We fit logistic regression models to predict one-year mortality for the 1995 cases and apply them to 1996-1999 files. The CORE model uses age, sex, and original reason for Medicare entitlement to predict mortality. Three other models use the CORE variables plus morbidity indicators from well-known morbidity classification methods (Charlson, DCG, and AHRQ's CCS). Regressions were used as is--without pruning to eliminate clinical or statistical anomalies. Each model references the same diagnoses--those recorded during the pre- and index admission periods. We compare each model's ability to predict mortality and use each to calculate risk-adjusted mortality in 1996-1999.

PRINCIPAL FINDINGS

The comprehensive morbidity classifications (DCG and CCS) led to more accurate predictions than the Charlson, which dominated the CORE model (validated C-statistics: 0.81, 0.82, 0.74, and 0.66, respectively). Using the CORE model for risk adjustment reduced, but did not eliminate, the mortality increase.
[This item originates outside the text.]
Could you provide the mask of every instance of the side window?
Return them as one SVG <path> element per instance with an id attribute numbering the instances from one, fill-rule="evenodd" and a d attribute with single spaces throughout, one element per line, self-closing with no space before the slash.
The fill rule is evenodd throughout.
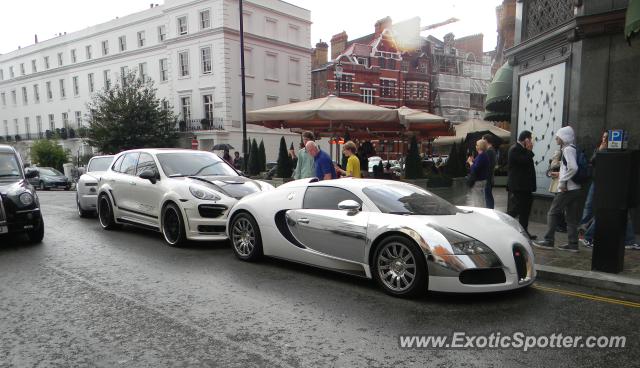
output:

In contrast, adjustment using any of the morbidity models produced essentially flat graphs.

CONCLUSIONS

Prediction models based on claims-derived demographics and morbidity profiles can be extremely accurate. While one-year post-AMI mortality in Medicare may not be worsening, outcomes appear not to have continued to improve as they had in the prior decade. Rich morbidity information is available in claims data, especially when longitudinally tracked across multiple settings of care, and is important in setting performance targets and evaluating trends.

摘要

目的

研究1995年至1999年因急性心肌梗死(AMI)住院的医疗保险患者的人口统计学和疾病负担变化,能否解释这一时期观察到的一年死亡率上升情况(从32%升至34%)。

数据来源

医疗保险和医疗补助服务中心(CMS)按服务收费索赔数据(医疗住院患者分析记录、门诊和承运人标准分析文件);来自CMS分母和生命状态文件的患者人口统计学信息及死亡日期。对于1995 - 1999年超过150万例AMI出院病例,我们保留病例定义入院前一年及入院期间的诊断信息。

研究设计

我们拟合逻辑回归模型来预测1995年病例的一年死亡率,并将其应用于1996 - 1999年的文件。核心模型使用年龄、性别和医疗保险资格的原始原因来预测死亡率。其他三个模型使用核心变量加上来自知名疾病分类方法(Charlson、DCG和AHRQ的CCS)的发病率指标。回归分析按原样使用,未进行修剪以消除临床或统计异常情况。每个模型参考相同的诊断信息,即入院前和索引入院期间记录的信息。我们比较每个模型预测死亡率的能力,并使用每个模型计算1996 - 1999年的风险调整死亡率。

主要发现

综合疾病分类(DCG和CCS)比主导核心模型的Charlson分类能做出更准确的预测(验证后的C统计量分别为:0.81、0.82、0.74和0.66)。使用核心模型进行风险调整降低了,但并未消除死亡率的上升。相比之下,使用任何发病率模型进行调整后得出的图表基本呈平稳状态。

结论

基于索赔得出的人口统计学和疾病概况的预测模型可能极其准确。虽然医疗保险中AMI后一年的死亡率可能没有恶化,但结果似乎没有像前十年那样持续改善。索赔数据中可获得丰富的疾病信息,特别是在跨多个护理环境进行纵向跟踪时,这对于设定绩效目标和评估趋势很重要。